Amazon dans le sillage

En clair, à côté des grandes écuries traditionnelles de la série télé, qu’elles soient estampillées  » de qualité « , comme HBO (The Sopranos, The Wire, Game of Thrones), AMC (Mad Men, Breaking Bad) ou FX (The Shield, Sons of Anarchy, Louie…), ou  » grand public « , comme la plupart des networks que sont ABC, NBC ou la Fox, il faut désormais compter sérieusement avec les géants du Net. Et pas uniquement Netflix, puisqu’ Amazon, l’un de ses grands concurrents dans le domaine du streaming à la demande, semble suivre exactement la même voie. Avec une petite coquetterie dans le développement de ses séries: la tactique d’Amazon consiste à tourner différents pilotes, à les proposer par vagues sur son site, à attendre la réaction de ses clients puis, en fonction des résultats, à développer une saison complète qui débarque environ un an plus tard. Ça a été le cas pour Transparent, Mozart in the Jungle ou Bosch, trois succès critiques. Ça l’a été également avec les séries 2015, style Red Oaks ou The Man in the High Castle : la première est produite par Steven Soderbergh, la seconde par Ridley Scott. Autant dire qu’ Amazon, via son département Amazon Studios, n’a pas envie de blaguer non plus sur la qualité, dans un registre s’inspirant souvent des canons du cinéma indépendant américain.

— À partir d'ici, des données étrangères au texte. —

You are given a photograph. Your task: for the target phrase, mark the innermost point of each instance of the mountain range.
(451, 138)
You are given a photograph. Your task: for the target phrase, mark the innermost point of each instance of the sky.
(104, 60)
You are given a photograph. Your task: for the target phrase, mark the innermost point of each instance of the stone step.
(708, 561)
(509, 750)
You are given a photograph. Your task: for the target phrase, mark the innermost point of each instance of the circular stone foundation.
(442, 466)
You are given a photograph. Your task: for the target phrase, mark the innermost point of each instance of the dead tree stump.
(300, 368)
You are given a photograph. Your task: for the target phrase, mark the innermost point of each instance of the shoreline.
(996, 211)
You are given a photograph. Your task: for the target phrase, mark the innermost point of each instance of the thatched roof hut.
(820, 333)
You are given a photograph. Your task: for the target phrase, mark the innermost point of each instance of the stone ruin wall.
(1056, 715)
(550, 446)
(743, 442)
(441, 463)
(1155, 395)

Quand on sait qu’Hulu, autre service Web du même genre, semble également commencer à produire du costaud (en 2015, la série Casual, produite et réalisée par l’excellent Jason Reitman, celui de Thank You for Smoking et Juno), on se dit que les metteurs en scène, producteurs et acteurs les plus cool de Hollywood ont désormais trouvé un nouveau terrain de jeu pour raconter leurs histoires. Et que le paysage des séries, pourtant fort saturé, a encore quelques belles années devant lui.